Talk to current students

Take advantage of your campus visit by talking to current students. The tour guide and the info sessions will give you the basic information. Students can help you get a feel for the campus and the student body itself. Ask them about what campus is like on the weekends, is it easy to find an internships, and are the professors truly accessible to the students.

Juliet Giglio
Montgomery Educational Consulting

Any tips on getting the most out of campus tours and info sessions?

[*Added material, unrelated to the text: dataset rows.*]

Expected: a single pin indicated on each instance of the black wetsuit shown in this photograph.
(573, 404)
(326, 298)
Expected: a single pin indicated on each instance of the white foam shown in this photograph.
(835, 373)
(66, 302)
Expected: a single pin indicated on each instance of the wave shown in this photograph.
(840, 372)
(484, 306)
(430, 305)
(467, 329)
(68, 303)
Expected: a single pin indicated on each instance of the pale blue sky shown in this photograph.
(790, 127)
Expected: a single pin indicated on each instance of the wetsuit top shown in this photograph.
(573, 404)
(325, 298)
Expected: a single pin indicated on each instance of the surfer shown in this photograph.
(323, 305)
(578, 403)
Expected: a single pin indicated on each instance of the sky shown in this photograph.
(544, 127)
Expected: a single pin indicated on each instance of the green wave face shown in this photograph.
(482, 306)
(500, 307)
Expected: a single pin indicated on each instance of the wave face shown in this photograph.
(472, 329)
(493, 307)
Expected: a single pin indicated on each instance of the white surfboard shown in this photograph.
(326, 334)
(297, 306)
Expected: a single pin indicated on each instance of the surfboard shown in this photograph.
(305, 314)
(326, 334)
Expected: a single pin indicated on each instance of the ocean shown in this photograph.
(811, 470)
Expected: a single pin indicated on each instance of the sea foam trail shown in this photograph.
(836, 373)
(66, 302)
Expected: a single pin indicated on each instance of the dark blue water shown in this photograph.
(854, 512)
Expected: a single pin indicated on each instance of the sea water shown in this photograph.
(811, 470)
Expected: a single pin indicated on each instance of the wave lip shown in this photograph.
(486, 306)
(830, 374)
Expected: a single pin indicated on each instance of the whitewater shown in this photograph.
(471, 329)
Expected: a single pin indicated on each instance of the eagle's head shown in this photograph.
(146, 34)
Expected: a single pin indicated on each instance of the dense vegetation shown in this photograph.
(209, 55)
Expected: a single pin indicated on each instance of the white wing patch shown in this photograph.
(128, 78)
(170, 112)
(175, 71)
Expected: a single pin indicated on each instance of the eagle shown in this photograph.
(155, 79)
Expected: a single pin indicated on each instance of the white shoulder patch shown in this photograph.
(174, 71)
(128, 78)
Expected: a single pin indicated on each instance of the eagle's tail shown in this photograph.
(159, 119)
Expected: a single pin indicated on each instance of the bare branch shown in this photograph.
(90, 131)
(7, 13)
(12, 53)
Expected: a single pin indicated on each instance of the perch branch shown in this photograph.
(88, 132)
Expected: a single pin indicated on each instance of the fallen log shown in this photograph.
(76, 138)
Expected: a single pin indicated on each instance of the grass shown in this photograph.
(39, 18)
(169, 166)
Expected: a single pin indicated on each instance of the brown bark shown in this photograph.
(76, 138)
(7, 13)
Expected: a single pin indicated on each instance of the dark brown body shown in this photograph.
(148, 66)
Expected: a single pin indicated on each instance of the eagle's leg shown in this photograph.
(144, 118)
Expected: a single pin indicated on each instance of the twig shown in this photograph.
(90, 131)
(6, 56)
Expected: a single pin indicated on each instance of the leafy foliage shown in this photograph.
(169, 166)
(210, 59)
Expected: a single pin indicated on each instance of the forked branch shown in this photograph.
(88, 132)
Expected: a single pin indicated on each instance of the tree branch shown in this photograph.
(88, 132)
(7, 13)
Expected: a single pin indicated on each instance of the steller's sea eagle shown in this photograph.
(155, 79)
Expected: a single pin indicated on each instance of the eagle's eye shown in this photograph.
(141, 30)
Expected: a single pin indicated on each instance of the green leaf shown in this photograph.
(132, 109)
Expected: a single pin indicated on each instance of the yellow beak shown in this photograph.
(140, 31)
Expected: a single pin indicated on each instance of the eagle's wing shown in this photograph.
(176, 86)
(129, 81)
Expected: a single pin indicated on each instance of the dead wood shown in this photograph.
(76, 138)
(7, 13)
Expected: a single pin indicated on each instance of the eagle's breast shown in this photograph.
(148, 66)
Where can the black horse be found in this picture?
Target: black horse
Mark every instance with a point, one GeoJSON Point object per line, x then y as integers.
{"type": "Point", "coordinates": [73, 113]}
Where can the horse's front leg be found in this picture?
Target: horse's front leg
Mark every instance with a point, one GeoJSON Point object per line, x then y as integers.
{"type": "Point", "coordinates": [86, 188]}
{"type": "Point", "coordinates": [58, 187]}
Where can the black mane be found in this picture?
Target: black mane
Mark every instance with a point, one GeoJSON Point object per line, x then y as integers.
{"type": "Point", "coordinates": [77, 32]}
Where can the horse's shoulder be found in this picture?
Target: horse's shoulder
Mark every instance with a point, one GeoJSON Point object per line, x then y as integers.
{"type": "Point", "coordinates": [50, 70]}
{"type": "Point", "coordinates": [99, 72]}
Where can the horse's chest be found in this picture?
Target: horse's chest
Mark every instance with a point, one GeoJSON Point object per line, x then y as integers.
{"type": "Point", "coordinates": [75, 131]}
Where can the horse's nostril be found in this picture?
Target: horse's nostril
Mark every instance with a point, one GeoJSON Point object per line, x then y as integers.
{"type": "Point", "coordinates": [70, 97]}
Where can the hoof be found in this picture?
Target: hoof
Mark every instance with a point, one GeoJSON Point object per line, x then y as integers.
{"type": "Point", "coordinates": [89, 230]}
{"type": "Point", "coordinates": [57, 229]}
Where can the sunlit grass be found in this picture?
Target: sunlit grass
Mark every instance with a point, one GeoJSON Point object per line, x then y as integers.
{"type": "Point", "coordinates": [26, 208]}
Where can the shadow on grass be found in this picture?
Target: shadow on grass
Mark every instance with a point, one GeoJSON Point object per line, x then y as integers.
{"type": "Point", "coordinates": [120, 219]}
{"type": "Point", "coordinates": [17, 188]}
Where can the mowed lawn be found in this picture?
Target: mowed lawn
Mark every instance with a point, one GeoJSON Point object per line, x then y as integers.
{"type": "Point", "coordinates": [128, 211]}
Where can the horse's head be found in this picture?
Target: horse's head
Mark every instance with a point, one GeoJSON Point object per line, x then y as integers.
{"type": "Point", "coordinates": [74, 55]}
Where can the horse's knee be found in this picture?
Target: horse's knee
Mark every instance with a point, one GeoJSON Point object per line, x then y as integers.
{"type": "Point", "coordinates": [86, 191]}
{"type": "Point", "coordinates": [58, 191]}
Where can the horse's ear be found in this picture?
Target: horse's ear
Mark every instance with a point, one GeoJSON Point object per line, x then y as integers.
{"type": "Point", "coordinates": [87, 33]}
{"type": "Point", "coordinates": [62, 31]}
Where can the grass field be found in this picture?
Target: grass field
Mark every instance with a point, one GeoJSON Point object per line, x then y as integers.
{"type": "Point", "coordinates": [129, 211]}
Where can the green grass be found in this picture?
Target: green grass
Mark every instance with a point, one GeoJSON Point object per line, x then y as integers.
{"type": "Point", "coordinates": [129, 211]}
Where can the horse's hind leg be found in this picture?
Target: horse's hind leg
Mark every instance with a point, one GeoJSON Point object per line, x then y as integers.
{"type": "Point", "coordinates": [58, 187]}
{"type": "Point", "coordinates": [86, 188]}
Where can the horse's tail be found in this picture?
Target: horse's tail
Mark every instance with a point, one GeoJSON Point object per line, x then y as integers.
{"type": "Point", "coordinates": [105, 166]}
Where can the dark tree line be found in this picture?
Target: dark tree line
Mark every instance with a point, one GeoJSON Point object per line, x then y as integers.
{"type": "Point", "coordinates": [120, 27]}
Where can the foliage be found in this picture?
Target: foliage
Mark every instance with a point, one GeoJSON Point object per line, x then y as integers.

Hang out in the dining halls at meal time. Listen to the conversations around you. Try and imagine if you'd fit in at this college.

Melanie Rome
College Admissions Counselor Melanie Rome, College Admissions Counselor

Booklet To Take With You on Campus Visits

http://nsse.iub.edu/pdf/NSSE_PocketGuide.pdf This booklet, "A Pocket Guide to Choosing a College-Questions to Ask on Your College Visits" (which you can download), was written by the National Survey of Student Engagement (NSSE), an organization that helps students make colleges choices based on certain criteria that is different from what other organizations or media use that attempt to rank colleges.

Alexandra Young
Guidance Counselor Brookline High School

Do Your Research Before You Visit

The worst thing you can do when visiting a campus, is to go in clueless. Once you've found a college you'd like to learn more about, research the school using tools like Naviance or any of the college guidebooks. Once you know the basics (i.e. size, location, admission statistics, etc...) visit their website. The college website can provide you with a multitude of information including majors offered, graduation requirements, tutoring services, internship and research opportunities, extracurricular activities, and finally employment opportunities post graduation. The campus visit is a great time to ask clarifying questions about what you've learned from your prior research. In addition, the campus visit can help you figure out if the college is the right fit. Meaning, can you see yourself on that campus for the next four years? Is there enough to do? Is the area safe? Are there enough businesses in the area to provide internships in your major? Is the campus too far away from home? Etc... I always recommend that students take an hour, or more if you have the time, and "get lost" on campus. Go to the student center, get a coffee and the student paper, and just hang out to see if that environment suits you. You can do the same in a dining hall or even walking around the campus. Always ask yourself, "Can I see myself here for four years?"